Los argumentos a favor que han utilizado los defensores del proyecto de Ocean Embassy tienen respuesta en Alexandra Cousteau.

¿Por qué no hacerlos si en el primer mundo los tienen? “Porque en el primer mundo se hacían este tipo de acuarios hace 20 años, pero ahora los que restan se alimentan de bebés de delfín nacidos en cautividad, no de delfines salvajes”.

¿No es de utilidad para los niños con problemas de salud o discapacitados? “Está probado que es buena cualquier interacción con animales, sean perros, caballos o delfines. Así que pueden hacer terapia con animales domésticos”.

¿No es un gancho para el desarrollo turístico del país? “Hay otras maneras de explotar el medioambiente sin comprometer el futuro y hay ejemplos en muchas partes del mundo, incluida Costa Rica”.

MALA IMAGEN

Los daños que presume Cousteau en los delfines no serán nada comparado con “la mala imagen internacional que va a proyectar Panamá”. “Si se les da el permiso, será como darle la razón a todos aquellos extranjeros que piensan que en Panamá se puede hacer cualquier cosa gracias a la corrupción y a la falta de instituciones fuertes”, vaticina.

No debe pensar lo mismo el presidente de la República, Martín Torrijos, que no le ha concedido audiencia a Alexandra Cousteau, a pesar de que lo intentó durante la última visita del mandatario a Washington y ahora en Panamá.

A cambio, la recibió el alcalde capitalino, Juan Carlos Navarro, que fue virulento en sus declaraciones en contra de Ocean Embassy y del proyecto de delfinario. También se reunió con Richard Pretto y George Novey de la Autoridad de los Recursos Acuáticos .

“¿Qué se puede hacer si se conceden los permisos?”

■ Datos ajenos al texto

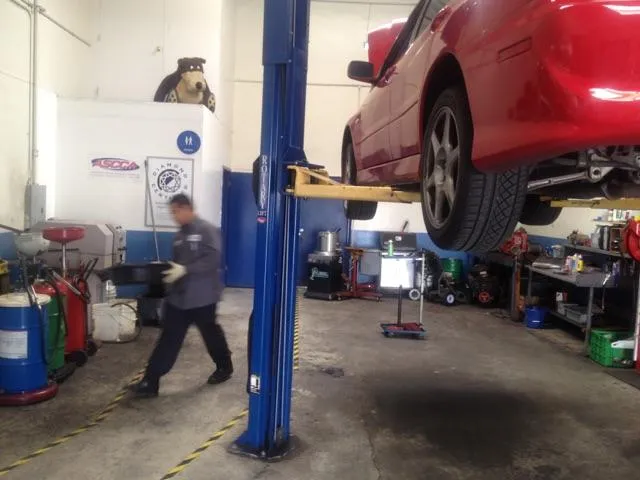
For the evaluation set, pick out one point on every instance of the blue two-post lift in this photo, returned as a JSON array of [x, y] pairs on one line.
[[285, 54]]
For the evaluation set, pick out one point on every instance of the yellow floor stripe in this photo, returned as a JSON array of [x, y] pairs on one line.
[[99, 418], [194, 455]]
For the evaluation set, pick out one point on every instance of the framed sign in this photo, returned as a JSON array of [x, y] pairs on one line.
[[166, 177]]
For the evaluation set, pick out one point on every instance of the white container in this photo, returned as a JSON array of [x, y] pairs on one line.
[[397, 272], [115, 321]]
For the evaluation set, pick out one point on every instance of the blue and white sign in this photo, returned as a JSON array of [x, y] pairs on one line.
[[189, 142]]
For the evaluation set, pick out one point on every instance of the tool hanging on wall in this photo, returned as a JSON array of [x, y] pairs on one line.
[[151, 212]]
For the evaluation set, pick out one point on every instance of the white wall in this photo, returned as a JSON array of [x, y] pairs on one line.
[[338, 33], [140, 42], [63, 63]]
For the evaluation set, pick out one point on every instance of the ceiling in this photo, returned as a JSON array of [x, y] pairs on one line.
[[384, 2]]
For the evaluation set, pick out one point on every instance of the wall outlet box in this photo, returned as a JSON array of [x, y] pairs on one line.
[[36, 203]]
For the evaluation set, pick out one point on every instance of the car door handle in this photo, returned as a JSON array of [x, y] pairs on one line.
[[391, 71], [440, 17]]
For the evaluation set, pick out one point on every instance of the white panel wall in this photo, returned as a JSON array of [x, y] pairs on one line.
[[141, 41], [63, 66], [338, 33]]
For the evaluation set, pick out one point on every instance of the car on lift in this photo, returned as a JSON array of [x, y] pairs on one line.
[[490, 108]]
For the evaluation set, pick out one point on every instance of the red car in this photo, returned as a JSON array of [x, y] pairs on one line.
[[492, 107]]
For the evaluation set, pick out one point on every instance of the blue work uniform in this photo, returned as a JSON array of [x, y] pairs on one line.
[[197, 246], [193, 299]]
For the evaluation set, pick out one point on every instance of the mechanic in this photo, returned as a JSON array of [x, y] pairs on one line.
[[195, 286]]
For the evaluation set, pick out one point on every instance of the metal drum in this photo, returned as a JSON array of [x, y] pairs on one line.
[[23, 330], [327, 243]]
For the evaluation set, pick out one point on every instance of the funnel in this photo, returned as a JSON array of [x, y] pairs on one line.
[[30, 244]]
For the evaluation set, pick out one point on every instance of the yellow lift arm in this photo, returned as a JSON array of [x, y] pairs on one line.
[[600, 203], [316, 183]]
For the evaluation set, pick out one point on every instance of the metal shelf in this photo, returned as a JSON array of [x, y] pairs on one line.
[[582, 280], [597, 251]]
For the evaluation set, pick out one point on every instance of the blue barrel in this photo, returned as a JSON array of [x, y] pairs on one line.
[[535, 316], [23, 328]]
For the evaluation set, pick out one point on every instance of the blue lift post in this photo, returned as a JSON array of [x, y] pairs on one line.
[[285, 54]]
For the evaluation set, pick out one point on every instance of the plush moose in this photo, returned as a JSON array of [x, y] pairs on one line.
[[187, 85]]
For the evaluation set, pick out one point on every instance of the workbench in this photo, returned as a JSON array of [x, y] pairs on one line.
[[591, 280]]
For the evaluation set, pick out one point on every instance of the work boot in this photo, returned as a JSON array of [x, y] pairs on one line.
[[145, 388], [222, 373]]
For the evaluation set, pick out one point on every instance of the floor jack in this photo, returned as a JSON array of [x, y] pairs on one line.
[[412, 329]]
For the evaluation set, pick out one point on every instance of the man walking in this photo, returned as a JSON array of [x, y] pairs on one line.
[[195, 286]]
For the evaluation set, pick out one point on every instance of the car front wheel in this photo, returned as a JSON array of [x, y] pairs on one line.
[[464, 209]]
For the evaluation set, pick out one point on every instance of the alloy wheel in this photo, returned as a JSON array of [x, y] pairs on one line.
[[442, 168]]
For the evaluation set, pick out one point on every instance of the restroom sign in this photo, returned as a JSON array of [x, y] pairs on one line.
[[189, 142]]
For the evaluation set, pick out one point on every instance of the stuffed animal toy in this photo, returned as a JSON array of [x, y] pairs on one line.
[[187, 85]]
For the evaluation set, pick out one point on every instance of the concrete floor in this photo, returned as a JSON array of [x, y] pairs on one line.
[[482, 398]]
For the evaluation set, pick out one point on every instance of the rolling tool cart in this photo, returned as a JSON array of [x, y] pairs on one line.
[[410, 329]]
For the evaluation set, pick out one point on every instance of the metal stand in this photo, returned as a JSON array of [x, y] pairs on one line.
[[286, 38]]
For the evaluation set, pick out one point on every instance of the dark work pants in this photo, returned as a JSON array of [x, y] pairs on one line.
[[176, 323]]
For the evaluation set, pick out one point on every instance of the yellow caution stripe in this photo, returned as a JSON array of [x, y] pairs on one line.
[[296, 335], [193, 456], [99, 418]]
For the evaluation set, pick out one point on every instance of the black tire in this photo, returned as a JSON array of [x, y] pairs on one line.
[[354, 210], [482, 208], [536, 212]]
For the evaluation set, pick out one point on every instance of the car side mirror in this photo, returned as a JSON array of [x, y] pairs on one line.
[[361, 71]]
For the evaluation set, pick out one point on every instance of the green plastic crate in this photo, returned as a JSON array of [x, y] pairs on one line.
[[601, 351]]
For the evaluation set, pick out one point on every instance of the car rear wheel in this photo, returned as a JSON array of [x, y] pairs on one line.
[[536, 212], [354, 210], [464, 209]]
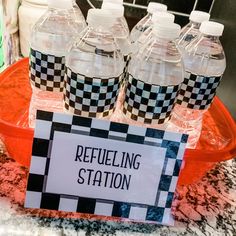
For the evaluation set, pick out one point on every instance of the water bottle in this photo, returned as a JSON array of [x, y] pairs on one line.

Un largo silencio tensa la sala donde está Alexandra. Responde en inglés -“para ser precisa”- y es dura: “No se podrá hacer nada, pero, al final, el Gobierno tendrá que responder al pueblo. Puede que no sea ahora, pero en 4 ó 5 años se conocerán las verdaderas razones del porqué se autorizó el delfinario y… uno siempre paga en la vida por lo que hace”.

Fuente: La Prensa

PERFIL

ALEXANDRA COUSTEAU: A sus 30 años es depositaria de un legado inmenso: el de su abuelo, Jacques, y el de su padre, Philippe, ambos muertos pero en la memoria de todos aquellos que aprendieron del mar y de sus recursos con sus documentales. Hoy, Alexandra dice que nadie puede permitirse el lujo de no ser ambientalista: “Es un asunto de supervivencia”.